Como é difícil implementar o Princípio Constitucional da Eficiência. Na verdade, sobre vaidade e falta profissionalismo no Serviço Público Brasileiro, especialmente no Poder Judiciário. Contudo, desejo que essas mudanças produzam efeitos positivos, muito embora ainda há muito para ser mudado. Tomem como um exemplo simples a carga horária de trabalho/atendimento de Magistrados e Servidores: 6 horas/dia, enquanto o resto do país trabalha no mínimo 8 horas/dia.

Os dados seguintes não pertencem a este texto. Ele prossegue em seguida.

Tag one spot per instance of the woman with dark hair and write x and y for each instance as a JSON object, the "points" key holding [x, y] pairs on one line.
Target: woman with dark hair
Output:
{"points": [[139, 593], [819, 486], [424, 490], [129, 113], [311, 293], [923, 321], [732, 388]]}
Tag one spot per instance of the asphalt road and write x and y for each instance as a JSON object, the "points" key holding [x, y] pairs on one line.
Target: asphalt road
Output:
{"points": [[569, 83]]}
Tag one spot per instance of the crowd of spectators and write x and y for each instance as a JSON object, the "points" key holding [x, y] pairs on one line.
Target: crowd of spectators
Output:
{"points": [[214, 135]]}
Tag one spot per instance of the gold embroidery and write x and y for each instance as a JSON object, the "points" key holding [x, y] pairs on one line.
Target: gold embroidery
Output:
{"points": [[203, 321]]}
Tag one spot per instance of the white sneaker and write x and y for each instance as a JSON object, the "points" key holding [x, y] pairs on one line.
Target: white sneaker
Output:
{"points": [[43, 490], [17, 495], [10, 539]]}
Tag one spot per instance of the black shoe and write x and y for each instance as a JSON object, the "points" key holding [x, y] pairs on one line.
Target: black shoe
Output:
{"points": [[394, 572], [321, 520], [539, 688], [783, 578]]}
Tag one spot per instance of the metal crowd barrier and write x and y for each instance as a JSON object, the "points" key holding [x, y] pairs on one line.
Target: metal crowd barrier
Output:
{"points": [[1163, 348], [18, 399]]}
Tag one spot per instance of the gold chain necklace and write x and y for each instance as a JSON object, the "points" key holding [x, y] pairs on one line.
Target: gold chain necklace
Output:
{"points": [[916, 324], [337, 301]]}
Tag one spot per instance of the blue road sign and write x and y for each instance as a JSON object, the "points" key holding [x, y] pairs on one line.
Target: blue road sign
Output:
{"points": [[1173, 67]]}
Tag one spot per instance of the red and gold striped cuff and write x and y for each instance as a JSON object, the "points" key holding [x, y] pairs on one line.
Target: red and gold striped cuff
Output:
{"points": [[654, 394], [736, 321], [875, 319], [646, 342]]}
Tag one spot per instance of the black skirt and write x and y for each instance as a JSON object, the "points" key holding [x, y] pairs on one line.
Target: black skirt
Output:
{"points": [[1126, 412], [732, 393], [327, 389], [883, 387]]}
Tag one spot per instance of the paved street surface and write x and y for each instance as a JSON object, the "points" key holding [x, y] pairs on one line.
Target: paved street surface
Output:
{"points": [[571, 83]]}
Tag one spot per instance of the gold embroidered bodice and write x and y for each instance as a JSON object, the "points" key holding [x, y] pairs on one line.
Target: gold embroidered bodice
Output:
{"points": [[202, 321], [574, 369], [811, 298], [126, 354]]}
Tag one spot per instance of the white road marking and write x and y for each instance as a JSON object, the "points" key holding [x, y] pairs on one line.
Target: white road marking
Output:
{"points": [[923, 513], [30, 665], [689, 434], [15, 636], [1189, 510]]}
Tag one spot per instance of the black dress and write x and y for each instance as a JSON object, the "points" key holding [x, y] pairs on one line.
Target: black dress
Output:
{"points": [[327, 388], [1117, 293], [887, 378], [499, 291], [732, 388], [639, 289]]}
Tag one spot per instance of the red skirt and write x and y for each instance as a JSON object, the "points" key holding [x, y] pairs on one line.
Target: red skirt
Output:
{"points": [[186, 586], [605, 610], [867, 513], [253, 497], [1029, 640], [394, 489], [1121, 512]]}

analucia (Família 19/08/2008 - 08:59

fr. bezerra náo há falta de escreventes, pois o Ministério da Justiça já identificou que temos a maior média mundial de servidores do judiciário do mundo. Na verdade há é excesso de processos em razáo da falta de critérios para a concessáo da gratuidade. É preciso estabelecer mais rigor na concessáo de gratuidade e também aplicar puniçoes para quem retarda os pagamentos pela via judicial. Realmente o processo penal que reouve todas as testemunhas precisa ser repensado. Outro problema é que o CNJ precisa regulamentar quais atos sáo ordinatórios (art. 162, §4º, do CPC), pois seria uma revoluçáo silenciosa e sem custo.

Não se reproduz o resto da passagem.